Featured image of post How Laziness and Curiosity Saved Me Dozens of Hours

How Laziness and Curiosity Saved Me Dozens of Hours

A Telegram bot that automatically completes quizzes in an e-learning system

About the Project

Source code: github.com/averyanalex/matetech-answers-bot.

Programming languages: Rust, SQL.

Key libraries:

Creation Story

In 9th grade I enrolled in an “olympiad” school—a good one with almost no “extra” subjects, so you could peacefully prepare for competitions. Many non-core subjects, like biology, were given as so-called distance courses that worked roughly like this: open the e-learning site, watch a 10–15-minute lecture, take a quiz while searching the answers online, and get your well- earned 80–100 % score.

An example of a quiz

The Idea and the First Version

The process was honestly pretty boring.

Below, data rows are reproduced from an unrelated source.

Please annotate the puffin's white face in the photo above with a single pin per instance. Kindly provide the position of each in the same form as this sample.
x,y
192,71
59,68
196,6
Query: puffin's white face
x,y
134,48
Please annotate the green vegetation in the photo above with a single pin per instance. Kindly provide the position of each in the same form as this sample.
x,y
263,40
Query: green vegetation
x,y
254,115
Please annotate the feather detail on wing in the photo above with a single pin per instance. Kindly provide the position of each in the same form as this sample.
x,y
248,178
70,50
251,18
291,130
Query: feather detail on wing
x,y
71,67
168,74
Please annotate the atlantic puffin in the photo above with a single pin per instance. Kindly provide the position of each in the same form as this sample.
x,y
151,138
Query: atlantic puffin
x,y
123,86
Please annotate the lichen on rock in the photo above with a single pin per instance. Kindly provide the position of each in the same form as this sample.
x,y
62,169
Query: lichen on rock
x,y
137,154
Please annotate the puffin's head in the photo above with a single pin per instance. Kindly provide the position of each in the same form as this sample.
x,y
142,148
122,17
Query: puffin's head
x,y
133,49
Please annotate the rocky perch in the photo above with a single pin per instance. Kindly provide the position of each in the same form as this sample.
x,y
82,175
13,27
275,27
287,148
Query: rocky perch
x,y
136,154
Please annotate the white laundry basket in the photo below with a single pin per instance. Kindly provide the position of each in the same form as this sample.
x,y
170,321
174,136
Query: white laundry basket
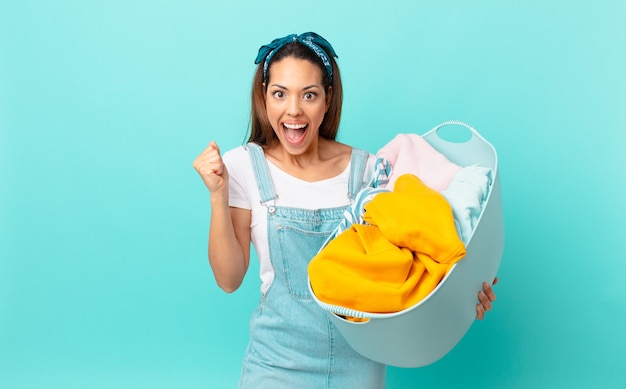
x,y
425,332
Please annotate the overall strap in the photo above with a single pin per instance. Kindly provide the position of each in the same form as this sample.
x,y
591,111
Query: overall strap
x,y
358,161
262,173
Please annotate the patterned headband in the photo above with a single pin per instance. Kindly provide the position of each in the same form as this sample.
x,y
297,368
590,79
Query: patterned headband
x,y
310,39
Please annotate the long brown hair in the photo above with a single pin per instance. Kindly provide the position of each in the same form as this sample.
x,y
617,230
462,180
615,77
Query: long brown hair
x,y
261,131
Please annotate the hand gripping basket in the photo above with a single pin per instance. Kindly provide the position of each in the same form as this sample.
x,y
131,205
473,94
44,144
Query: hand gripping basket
x,y
425,332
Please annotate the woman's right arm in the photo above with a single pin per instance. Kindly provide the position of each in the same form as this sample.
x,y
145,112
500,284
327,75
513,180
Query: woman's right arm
x,y
229,232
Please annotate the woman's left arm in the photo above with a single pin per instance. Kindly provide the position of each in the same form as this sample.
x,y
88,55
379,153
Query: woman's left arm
x,y
486,297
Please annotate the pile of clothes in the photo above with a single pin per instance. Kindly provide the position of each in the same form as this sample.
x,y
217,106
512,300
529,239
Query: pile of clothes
x,y
403,233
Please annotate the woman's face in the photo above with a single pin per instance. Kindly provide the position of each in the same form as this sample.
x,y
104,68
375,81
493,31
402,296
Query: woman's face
x,y
296,103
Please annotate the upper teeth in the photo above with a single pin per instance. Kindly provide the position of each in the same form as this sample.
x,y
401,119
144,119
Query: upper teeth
x,y
294,126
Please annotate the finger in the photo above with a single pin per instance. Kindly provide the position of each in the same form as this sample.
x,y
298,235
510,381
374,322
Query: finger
x,y
489,291
484,301
214,146
480,312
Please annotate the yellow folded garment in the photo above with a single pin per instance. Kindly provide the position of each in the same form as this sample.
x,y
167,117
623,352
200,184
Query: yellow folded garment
x,y
395,261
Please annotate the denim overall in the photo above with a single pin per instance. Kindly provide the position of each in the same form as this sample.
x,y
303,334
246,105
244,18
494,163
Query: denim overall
x,y
293,344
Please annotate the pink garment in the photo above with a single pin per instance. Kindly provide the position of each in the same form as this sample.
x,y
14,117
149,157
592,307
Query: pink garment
x,y
411,154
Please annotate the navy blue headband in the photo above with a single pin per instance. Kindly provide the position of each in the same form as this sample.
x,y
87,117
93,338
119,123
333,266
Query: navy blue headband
x,y
310,39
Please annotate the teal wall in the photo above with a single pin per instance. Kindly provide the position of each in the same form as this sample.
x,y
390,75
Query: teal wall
x,y
104,281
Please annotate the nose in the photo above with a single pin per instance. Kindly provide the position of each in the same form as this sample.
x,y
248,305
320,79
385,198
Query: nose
x,y
293,108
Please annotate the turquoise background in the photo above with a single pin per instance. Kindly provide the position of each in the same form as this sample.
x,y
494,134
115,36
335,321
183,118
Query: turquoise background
x,y
104,281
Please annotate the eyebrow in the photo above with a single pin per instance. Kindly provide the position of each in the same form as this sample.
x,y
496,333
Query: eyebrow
x,y
305,88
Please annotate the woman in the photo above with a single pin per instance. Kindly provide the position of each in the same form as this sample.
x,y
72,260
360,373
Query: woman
x,y
285,192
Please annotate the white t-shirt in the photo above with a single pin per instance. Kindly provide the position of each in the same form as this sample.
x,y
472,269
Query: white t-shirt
x,y
292,192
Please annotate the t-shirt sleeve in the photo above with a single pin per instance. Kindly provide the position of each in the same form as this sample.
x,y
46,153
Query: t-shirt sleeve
x,y
237,164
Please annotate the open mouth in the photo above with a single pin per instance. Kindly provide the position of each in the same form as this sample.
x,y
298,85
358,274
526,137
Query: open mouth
x,y
294,133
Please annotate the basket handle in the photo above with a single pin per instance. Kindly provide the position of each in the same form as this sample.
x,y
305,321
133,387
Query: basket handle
x,y
459,123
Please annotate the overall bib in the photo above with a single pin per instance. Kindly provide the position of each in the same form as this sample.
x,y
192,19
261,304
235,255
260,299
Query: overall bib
x,y
293,344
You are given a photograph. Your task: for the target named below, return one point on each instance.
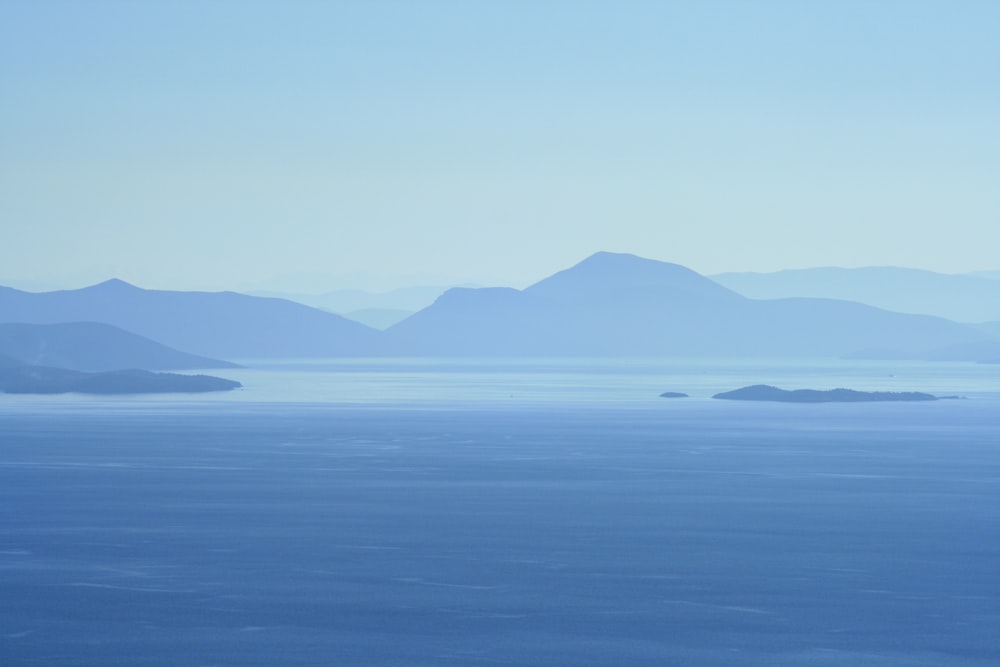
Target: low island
(763, 392)
(24, 379)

And what do you do when it gets boring with a browser tab open? Right—you open the developer tools. Poke at the elements and show your friends how you got 200 % on a quiz in 3 seconds. Open the Network tab and watch what the site sends where while you’re doing the quiz. Finish a quiz and open the results…

And it turns out the JSON with the results contains the correct answers, even though the site itself doesn’t show them! Interesting. Let’s dig deeper. Copy the request as curl and run it in the terminal. Great, we can see that JSON. Start a new quiz, change the attempt ID in the request, and… we get a response from the server! With the quiz results (and the right answers) before finishing the quiz itself.

Quiz result with answer options and a mark showing which is correct

The find was interesting, of course. But I also wanted to help my classmates and not have to open the console every time. I asked a friend to send me the attempt ID of one of his quizzes, substituted it… it worked! I removed the authorization header from the request—access error. So the genius developers of the platform did check for the presence of authorization (as I recall, a valid one—a random token won’t work), but completely skipped the permission check. Well, good job guys, at least you did something.

The rest was just engineering. I wrote a simple Telegram bot in Python that, given a quiz ID, sent all the answers. But I didn’t want to “out” that the answers were essentially public on the site, or reveal the bot. I rewrote the bot—now when it sees an attempt ID it hasn’t encountered before it posts the answers to a public Telegram channel, as if the quiz had been solved manually and the site had no bugs.

Word-of-mouth did its job—in a year the channel had several hundred subscribers.

The Second Version

The vulnerability—actually a gaping hole—was so obvious that many people found it. By the next year one brilliant weird student of the math-IT track made a project titled something like “Vulnerabilities of the Distance Course Platform.” I don’t know what exactly was in it, but some issues were fixed afterwards. First, fetching somebody else’s quiz results became impossible. Second, for multiple-choice questions the correct answer stopped being displayed in the results.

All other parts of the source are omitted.